Conference Presentations 2014

  • IASSIST 2014-Aligning Data and Research Infrastructure, Toronto
    Host Institution: University of Toronto, Ryerson University, and York University

1A: Building data collections (Wed, 2014-06-04)
Chair:Maria A. Jankowska

  • New and/or unique data-capture practices on a limited budget
    Paula Lackie (Carleton College)


    This is a collection of 4 special data projects that exhibit innovation in data gathering processes with human subjects that have solved or hope to solve some nagging issues while on a limited budget. 1) the responsible execution and processing of a survey for native ASL communicators – issues: interpreting cultural differences and applying scientific processes toward an interview-style survey, then interpreting these data into numbers 2) innovations in the census of 3 rural Bengali villages on remittances and perceptions of wealth – issues: survey design and managing local graduate students, mitigating a propensity toward data fabrication, data validation on hand-written survey forms, training and norming processes, working without much electricity and no internet access 3) experiences with non-technically inclined researchers conducting interviews and managing their data using smart pens – issues: making the process easy and fruitful while still technically responsible for qualitative data analysis 4) an experimental technique to capture data on paper and convert it to CSV using smart pen technology.


1B: Panel. Data Service Infrastructure for the Social Sciences and Humanities (Wed, 2014-06-04)
Chair:Johan Fihn

  • DASISH - data service infrastructure for the Social Sciences and Humanities
    Johan Fihn (Swedish National Data Service (SND))
    John Shepherdson (Data Archiving and Networked Services (KNAW-DANS))
    Vigdis Kvalheim (Norwegian Social Science Data Service (NSD))
    Alexia Katsanidou (GESIS – Leibniz Institute for the Social Sciences)
    Katrine Utaaker Segadal (Norwegian Social Science Data Services (NSD))
    Catharina Wasner (GESIS – Leibniz Institute for the Social Sciences)


    We are currently seeing an explosion in research infrastructure initiatives at domain, local, national and international levels. How does a data archive/repository provide services to multiple infrastructures whilst aligning the requests to its longterm strategies and responsibilities? How does a research infrastructure ensure viability and longterm sustainability by ensuring that it has an engaged community of service providers as well as users? Five European research infrastructures in the social sciences and humanities have come together in the form of DASISH – Data Service Infrastructure for the Social Sciences and Humanities, to find solutions to some of the prevailing issues that we face as service providers and research infrastructures and support shared development. The activities in DASISH are consequently broad and cover areas such as: reference architecture for research infrastructure alignment, preservation challenges & deposit service convergence, metadata quality improvement, legal & ethical challenges, multilinguality in questionnaire tools and question databank, data, tools and services discovery, annotation frameworks, and training & workshops for data managers, service providers and those working in infrastructures.
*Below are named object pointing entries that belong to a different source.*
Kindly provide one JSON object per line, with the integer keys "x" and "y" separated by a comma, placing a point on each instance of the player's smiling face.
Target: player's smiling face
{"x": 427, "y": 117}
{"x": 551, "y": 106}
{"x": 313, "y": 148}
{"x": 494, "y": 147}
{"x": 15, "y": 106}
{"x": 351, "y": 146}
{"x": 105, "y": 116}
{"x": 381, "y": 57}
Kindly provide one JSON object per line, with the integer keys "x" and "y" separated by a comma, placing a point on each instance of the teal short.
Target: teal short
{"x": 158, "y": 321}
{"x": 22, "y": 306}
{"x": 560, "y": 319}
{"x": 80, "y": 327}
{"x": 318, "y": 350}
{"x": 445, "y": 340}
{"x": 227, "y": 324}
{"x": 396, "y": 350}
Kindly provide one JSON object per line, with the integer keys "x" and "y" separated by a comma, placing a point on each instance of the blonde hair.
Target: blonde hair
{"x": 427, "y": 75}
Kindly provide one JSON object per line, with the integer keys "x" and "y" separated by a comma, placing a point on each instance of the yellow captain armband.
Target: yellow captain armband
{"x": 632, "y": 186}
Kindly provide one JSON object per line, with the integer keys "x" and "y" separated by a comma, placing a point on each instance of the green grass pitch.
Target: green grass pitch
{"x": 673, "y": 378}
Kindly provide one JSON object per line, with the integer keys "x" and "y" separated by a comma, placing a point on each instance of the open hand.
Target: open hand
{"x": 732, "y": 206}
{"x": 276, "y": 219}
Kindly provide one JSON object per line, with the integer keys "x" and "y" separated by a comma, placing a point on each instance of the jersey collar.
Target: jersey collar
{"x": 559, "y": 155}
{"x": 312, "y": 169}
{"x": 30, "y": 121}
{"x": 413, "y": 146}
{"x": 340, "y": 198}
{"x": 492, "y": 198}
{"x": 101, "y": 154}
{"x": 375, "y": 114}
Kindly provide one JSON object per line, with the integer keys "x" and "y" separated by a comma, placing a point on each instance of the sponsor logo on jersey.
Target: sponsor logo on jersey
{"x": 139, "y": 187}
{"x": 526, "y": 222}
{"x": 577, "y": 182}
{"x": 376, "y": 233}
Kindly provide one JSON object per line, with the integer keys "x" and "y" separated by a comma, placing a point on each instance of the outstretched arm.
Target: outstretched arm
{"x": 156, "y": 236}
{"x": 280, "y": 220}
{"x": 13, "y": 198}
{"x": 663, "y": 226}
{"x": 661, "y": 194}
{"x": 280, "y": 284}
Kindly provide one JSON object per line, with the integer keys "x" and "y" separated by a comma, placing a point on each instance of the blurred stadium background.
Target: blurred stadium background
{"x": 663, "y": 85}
1C: Integrated Data Discovery and Access: Building Data Collections (Wed, 2014-06-04)
Chair:Katherine McNeill

  • Introducing da|ra SearchNet: the integrated data portal for the social sciences
    Tanya Friedrich (GESIS – Leibniz Institute for the Social Sciences)
    Brigitte Hausstein (GESIS – Leibniz Institute for the Social Sciences)
    Daniel Hienert (GESIS – Leibniz Institute for the Social Sciences)


    Data Sharing is largely dependent on infrastructure that facilitates search for and retrieval of research data. Currently, however, the landscape of data repositories and metadata services is uneven and incoherent even within disciplinary boundaries. In our project da|raSearchNet we address this problem for the case of the social sciences by designing and implementing an integrated search infrastructure that aims at fostering data sharing within the discipline. We build on the outcomes of the completed project “da|ra – development of a registration agency for social science data” that already integrates metadata from nearly 20.000 data files and other resources from more than 30 data providers in one database and search application. We are planning to extend this service by automizing our existent metadata recording workflows and by incorporating even more metadata from large comparative survey programmes, from data archives around the world, from qualitative data providers, and other relevant players. Our goal is to establish da|raSearchNet as a comprehensive, easy-to-use metadata store for secondary researchers. In our presentation we describe in detail how we will approach this task in terms of international networking and cooperation, metadata standardization, and search engine technology.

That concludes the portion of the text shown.